Et puis, il y a eu ce matin où cet écho a brusquement résonné en elle. Jusque là, l'écriture, c'était une pause épisodique, dans des cahiers, où elle posait des idées, des bouts d'histoire, des morceaux de vie. Rien de sérieux. Rien qui ne vaille la peine d'être partagé.

Et puis, il y a eu ce matin. Alexandra est sortie d'un rêve avec une image en tête.Obstinément, cette image s'est imposée, plusieurs jours durant. Elle ne l'a pas quittée, omniprésente, obsédante. Alexandra a cru pouvoir s'en libérer en la posant sur le papier.Elle a compris plus tard – trop tard – qu'elle avait en fait ouvert une porte. L'écriture s'est imposée d'elle-même dans un flot ininterrompu. Autour de cette image première, des détails sont venus faisant émerger des dizaines de personnages avec un passé, des rêves, des faiblesses…

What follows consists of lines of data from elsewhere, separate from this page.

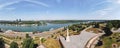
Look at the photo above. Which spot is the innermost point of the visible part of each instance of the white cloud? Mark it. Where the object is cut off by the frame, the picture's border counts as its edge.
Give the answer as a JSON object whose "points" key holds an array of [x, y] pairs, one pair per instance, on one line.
{"points": [[36, 2], [4, 5], [58, 1]]}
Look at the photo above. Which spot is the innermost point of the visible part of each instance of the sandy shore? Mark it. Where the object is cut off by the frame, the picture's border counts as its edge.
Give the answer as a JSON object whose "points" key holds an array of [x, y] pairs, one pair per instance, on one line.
{"points": [[44, 34]]}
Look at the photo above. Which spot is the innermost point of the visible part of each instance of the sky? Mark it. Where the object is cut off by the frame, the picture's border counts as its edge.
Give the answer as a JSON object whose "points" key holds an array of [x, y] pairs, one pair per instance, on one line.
{"points": [[60, 9]]}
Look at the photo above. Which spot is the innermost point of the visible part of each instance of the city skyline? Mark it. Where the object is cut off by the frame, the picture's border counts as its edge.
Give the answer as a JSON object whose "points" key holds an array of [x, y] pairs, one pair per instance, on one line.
{"points": [[59, 9]]}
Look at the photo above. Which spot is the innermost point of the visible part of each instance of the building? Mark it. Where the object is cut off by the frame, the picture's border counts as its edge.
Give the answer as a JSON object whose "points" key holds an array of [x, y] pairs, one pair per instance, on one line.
{"points": [[83, 40]]}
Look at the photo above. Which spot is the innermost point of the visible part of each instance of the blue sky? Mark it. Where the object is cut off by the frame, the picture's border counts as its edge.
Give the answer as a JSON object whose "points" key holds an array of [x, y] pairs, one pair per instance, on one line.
{"points": [[59, 9]]}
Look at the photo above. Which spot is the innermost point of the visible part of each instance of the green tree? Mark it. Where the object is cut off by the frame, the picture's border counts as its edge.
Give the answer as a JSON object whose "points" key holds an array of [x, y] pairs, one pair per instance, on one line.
{"points": [[14, 45], [27, 36], [2, 45], [27, 42]]}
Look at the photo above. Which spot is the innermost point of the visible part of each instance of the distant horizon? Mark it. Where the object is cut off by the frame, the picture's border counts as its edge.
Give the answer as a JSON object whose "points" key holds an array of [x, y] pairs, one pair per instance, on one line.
{"points": [[60, 9]]}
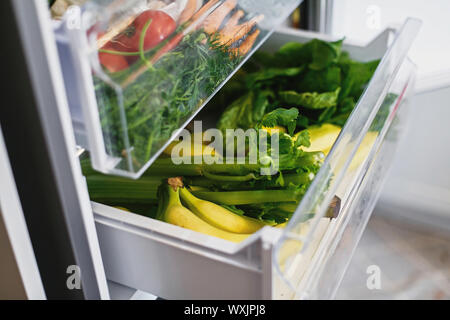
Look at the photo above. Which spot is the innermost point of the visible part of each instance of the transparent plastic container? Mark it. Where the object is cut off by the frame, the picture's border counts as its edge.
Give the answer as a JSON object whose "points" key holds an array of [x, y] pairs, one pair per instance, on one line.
{"points": [[138, 71]]}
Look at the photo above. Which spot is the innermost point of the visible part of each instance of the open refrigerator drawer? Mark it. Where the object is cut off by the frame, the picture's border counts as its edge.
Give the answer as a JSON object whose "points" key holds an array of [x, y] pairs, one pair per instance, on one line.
{"points": [[308, 258], [138, 71]]}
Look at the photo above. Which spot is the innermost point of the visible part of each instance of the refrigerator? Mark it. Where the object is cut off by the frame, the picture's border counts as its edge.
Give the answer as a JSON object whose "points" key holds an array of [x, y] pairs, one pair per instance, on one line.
{"points": [[63, 105]]}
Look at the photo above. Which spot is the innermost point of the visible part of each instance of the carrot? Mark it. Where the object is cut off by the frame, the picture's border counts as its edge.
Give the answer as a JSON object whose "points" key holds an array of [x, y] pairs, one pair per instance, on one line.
{"points": [[188, 11], [231, 34], [215, 19], [114, 31], [247, 45]]}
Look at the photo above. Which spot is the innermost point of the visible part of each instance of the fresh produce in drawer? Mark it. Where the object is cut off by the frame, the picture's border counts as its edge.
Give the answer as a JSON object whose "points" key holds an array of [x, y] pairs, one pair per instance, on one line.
{"points": [[161, 25], [174, 65]]}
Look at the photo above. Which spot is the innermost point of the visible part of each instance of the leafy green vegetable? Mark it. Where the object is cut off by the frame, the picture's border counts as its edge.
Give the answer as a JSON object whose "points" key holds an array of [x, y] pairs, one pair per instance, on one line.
{"points": [[281, 117], [270, 74]]}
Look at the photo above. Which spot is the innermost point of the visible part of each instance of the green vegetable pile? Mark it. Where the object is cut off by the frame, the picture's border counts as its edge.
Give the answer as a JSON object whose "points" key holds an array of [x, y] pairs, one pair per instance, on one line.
{"points": [[316, 77], [299, 86]]}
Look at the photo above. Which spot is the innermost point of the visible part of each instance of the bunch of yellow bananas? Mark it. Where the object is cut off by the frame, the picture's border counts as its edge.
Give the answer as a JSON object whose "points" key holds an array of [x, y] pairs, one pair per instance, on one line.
{"points": [[202, 216]]}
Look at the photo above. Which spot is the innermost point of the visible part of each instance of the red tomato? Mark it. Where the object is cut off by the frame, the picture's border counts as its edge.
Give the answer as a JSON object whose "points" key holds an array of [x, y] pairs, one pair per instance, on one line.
{"points": [[112, 62], [162, 25]]}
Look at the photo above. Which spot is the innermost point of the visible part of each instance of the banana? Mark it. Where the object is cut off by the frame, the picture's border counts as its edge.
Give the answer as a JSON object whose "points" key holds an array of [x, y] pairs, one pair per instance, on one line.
{"points": [[218, 216], [174, 213]]}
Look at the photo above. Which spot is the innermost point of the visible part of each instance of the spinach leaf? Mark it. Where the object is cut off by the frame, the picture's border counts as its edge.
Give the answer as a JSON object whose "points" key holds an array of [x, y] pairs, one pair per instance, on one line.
{"points": [[270, 74], [355, 77], [311, 100], [244, 112], [324, 53], [281, 117]]}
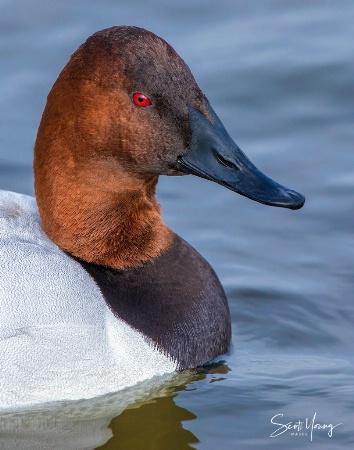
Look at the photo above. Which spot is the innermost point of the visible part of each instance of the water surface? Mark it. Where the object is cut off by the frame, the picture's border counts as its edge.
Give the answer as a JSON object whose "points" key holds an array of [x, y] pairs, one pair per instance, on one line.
{"points": [[280, 76]]}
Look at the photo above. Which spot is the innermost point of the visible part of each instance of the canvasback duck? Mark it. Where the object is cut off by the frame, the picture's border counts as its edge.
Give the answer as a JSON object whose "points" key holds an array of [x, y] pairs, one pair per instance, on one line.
{"points": [[97, 294]]}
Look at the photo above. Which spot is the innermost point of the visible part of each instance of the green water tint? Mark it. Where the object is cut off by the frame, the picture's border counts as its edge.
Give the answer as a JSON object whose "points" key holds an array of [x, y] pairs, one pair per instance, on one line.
{"points": [[153, 420]]}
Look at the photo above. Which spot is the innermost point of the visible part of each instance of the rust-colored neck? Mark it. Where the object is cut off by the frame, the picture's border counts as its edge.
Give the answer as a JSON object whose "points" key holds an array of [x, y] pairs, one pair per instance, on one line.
{"points": [[118, 225], [91, 203]]}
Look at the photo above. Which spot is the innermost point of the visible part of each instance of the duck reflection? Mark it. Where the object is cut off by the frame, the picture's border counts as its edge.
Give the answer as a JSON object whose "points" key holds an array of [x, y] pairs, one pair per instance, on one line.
{"points": [[145, 418]]}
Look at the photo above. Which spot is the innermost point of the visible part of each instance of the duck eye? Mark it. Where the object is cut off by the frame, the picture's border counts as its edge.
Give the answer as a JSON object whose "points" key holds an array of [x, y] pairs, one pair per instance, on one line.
{"points": [[141, 100]]}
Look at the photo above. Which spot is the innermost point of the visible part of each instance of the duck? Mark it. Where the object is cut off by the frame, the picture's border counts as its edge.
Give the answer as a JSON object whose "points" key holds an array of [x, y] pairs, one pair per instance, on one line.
{"points": [[97, 294]]}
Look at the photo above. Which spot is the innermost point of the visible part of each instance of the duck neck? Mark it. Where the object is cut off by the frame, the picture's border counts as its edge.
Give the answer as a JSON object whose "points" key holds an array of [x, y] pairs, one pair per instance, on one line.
{"points": [[115, 222]]}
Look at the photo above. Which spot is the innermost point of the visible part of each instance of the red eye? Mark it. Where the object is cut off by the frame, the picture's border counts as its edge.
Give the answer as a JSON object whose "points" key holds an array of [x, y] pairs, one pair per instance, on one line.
{"points": [[141, 100]]}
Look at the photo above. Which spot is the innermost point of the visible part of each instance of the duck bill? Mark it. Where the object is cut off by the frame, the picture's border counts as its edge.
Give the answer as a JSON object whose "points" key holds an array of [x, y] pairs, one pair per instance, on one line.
{"points": [[213, 155]]}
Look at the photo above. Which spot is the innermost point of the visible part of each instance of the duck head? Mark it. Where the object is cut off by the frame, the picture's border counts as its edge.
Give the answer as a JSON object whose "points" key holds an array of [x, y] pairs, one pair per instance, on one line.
{"points": [[125, 109]]}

Après avoir noirci trois cahiers, Alexandra a dû se rendre à l'évidence : il se passait quelque chose de sérieux, une histoire se constituait qui réclamait une existence. À force de réécriture, de reformulations, de tâtonnements et d'hésitations, une structure s'est mise en place. Les notes se sont succédé pour aboutir à un manuscrit. Les éléments ont trouvé un ordre. Le Refuge des Héritiers est né. L'Air a ouvert la danse.

L'activité nocturne, en parallèle du quotidien, de la vie de famille, est devenue un rendez-vous régulier et essentiel. L'obsession s'est affirmée, accentuée, tant et si bien qu'Alexandra a ressenti le besoin d'en parler, aux proches d'abord, dont la curiosité a été piquée. Ce sont eux qui, après avoir lu les premières ébauches, ont poussé Alexandra à préciser des passages, affirmer sa plume. Elle a osé pousser les portes d'un atelier d'écriture qui se formait à Tonnerre (89), comme un test ultime face à la page blanche. Le défi relevé, il fallait se rendre à l'évidence et aller jusqu'au bout des choses : son roman était prêt, l'heure était venue de le soumettre à un éditeur.

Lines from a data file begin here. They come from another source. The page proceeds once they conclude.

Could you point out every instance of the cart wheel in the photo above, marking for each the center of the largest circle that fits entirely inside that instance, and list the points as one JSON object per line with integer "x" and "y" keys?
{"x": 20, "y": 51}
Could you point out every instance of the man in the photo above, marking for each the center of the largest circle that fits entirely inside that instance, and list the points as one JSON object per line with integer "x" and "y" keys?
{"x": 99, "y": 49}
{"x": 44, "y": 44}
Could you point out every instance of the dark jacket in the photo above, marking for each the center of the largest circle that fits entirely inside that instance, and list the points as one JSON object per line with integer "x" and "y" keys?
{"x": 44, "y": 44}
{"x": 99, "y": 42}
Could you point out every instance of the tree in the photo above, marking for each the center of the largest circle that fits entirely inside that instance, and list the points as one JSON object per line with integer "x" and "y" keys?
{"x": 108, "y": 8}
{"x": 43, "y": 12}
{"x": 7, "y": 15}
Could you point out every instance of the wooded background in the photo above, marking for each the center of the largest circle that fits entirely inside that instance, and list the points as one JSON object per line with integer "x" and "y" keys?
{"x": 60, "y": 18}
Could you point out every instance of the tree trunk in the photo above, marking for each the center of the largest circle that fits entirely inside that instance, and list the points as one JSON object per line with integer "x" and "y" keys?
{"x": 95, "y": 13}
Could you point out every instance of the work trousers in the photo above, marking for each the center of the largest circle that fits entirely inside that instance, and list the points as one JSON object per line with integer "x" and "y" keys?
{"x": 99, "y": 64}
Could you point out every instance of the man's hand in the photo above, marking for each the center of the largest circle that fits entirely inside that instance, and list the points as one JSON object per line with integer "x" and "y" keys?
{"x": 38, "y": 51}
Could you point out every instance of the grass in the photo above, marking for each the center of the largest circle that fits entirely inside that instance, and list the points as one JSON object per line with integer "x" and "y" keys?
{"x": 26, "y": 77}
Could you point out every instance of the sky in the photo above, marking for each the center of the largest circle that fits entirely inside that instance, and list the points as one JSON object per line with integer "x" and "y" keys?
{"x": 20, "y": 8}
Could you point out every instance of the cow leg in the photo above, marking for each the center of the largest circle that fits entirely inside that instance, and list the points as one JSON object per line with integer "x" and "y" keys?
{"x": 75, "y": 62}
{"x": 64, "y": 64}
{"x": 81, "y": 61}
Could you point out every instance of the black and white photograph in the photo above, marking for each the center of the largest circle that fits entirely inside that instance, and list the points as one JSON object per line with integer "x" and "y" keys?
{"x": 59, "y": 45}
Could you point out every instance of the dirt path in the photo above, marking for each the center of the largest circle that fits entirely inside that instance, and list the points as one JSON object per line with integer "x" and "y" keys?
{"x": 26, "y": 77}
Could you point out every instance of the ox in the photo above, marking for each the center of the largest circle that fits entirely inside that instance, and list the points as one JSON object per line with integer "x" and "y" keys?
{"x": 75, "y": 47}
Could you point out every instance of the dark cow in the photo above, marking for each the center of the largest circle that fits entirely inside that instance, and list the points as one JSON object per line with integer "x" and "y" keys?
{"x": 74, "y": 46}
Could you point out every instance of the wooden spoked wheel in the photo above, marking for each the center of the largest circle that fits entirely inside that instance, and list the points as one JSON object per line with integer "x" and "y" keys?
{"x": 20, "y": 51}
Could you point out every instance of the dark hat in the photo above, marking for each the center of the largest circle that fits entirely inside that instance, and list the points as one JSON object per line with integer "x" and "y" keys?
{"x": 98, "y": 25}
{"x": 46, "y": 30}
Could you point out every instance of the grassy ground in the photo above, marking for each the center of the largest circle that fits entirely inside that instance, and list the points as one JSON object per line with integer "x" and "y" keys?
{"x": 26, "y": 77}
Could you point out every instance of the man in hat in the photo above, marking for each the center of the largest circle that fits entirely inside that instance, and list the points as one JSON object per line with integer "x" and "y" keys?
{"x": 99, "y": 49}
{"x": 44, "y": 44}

Comment expliquer cette volonté de partage ? Parce qu'il faut avancer et se décider à poser un jour le fameux point final. Parce que d'autres histoires se bousculent dans d'autres cahiers. Et puis, surtout, parce que les personnages arrivés à maturité réclament leur indépendance.

L'écriture pour Alexandra est une découverte, une perspective dont l'axe central reste la poursuite de l'écriture. Dans cette dynamique, le fantastique s'apparente à un miroir déformant qui révèle la poésie de l'instant, la magie que recèle le geste ordinaire.